Partido de la U presidential candidate Juan Manuel Santos claimed on Friday that it was he who put an end to the phenomenon of extrajudicial killings by the military during his tenure as defense minister, reports El Espectador.
According to Santos, he inherited the scandal – known as “false positives,” in which soldiers would kill innocent civilians and pass them off as guerrillas killed in action in order to inflate their statistics – from his predecessors.
“We did not invent false positives, we ended it, this is the reality, nobody can deny it,” Santos argued.
Santos’ main opponent in the May 30 presidential elections, Green Party candidate Antanas Mockus, accused Santos earlier this week of being morally responsible for the murders of civilians by the army, which reports say numbered about 3,000 during the administration of President Alvaro Uribe.
A report released Thursday by the United Nations backs up Santos’ claim that since he assumed the role as defense minister in July 2006, the number of false positives cases dropped. According to the report, the number of false positives killings increased substantially in 2004, but reduced since the government took steps to curb them in 2007.
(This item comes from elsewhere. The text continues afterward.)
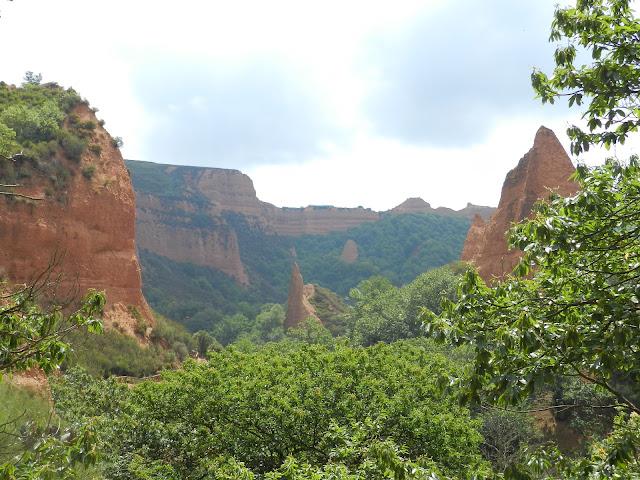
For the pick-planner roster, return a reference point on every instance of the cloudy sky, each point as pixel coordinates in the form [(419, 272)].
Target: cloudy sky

“It broke my heart when I found out what was happening at that time,” Santos said, adding that he took “effective actions against” the scandal while in charge of the military, and that as president, he would continue to act in this manner, “forcefully, transparently and effectively.”
Santos responded to Mockus’ accusations of being “morally responsible” for the killings by saying that what is “immoral is to undermine the policy of democratic security which has changed the peace of the country.”